X_train = tokenizer.texts_to_sequences(train_df['review'])
X_test = tokenizer.texts_to_sequences(test_df['review'])

X_train = pad_sequences(X_train, maxlen=max_seq_length, padding = 'post')
X_test = pad_sequences(X_test, maxlen=max_seq_length, padding='post')

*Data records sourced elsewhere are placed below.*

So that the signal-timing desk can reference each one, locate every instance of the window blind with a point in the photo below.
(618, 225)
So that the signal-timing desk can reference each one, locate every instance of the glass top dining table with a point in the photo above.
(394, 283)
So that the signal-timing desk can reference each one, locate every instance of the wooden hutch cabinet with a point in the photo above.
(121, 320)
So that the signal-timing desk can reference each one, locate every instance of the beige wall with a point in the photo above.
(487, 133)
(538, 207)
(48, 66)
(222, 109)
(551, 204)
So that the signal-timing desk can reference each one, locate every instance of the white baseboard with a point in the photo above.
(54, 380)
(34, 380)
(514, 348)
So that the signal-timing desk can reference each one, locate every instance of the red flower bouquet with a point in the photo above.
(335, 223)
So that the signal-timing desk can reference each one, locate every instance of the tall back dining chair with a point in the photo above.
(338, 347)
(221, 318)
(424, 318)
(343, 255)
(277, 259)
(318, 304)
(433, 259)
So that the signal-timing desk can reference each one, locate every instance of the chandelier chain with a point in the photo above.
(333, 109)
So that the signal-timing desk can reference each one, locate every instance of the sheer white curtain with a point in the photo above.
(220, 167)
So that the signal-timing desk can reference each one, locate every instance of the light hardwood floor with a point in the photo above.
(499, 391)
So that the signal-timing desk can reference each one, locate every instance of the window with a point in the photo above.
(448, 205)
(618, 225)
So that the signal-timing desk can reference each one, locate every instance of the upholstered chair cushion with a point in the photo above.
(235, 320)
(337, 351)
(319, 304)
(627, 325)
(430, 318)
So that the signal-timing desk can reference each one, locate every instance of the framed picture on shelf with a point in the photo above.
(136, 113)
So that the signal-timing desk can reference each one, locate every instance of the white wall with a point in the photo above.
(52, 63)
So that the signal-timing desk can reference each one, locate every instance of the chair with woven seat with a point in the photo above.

y_train = np.array(train_df['sentiment'])
y_test = np.array(test_df['sentiment'])

In [None]:
# Build the CNN model
embedding_dim = 100

model = Sequential()
model.add(Embedding(input_dim=max_words, output_dim=embedding_dim, input_length=max_seq_length))
model.add(Conv1D(filters=128, kernel_size=5, activation=relu))
model.add(GlobalMaxPooling1D())
model.add(Dense(64, activation=relu))
model.add(Dense(1, activation=sigmoid))

model.compile(loss='binary_crossentropy', optimizer='adam', metrics=['accuracy'])
model.summary()

# Train the model
epochs = 10
batch_size = 32

history = model.fit(X_train, y_train, batch_size=batch_size, epochs=epochs, validation_split=0.2)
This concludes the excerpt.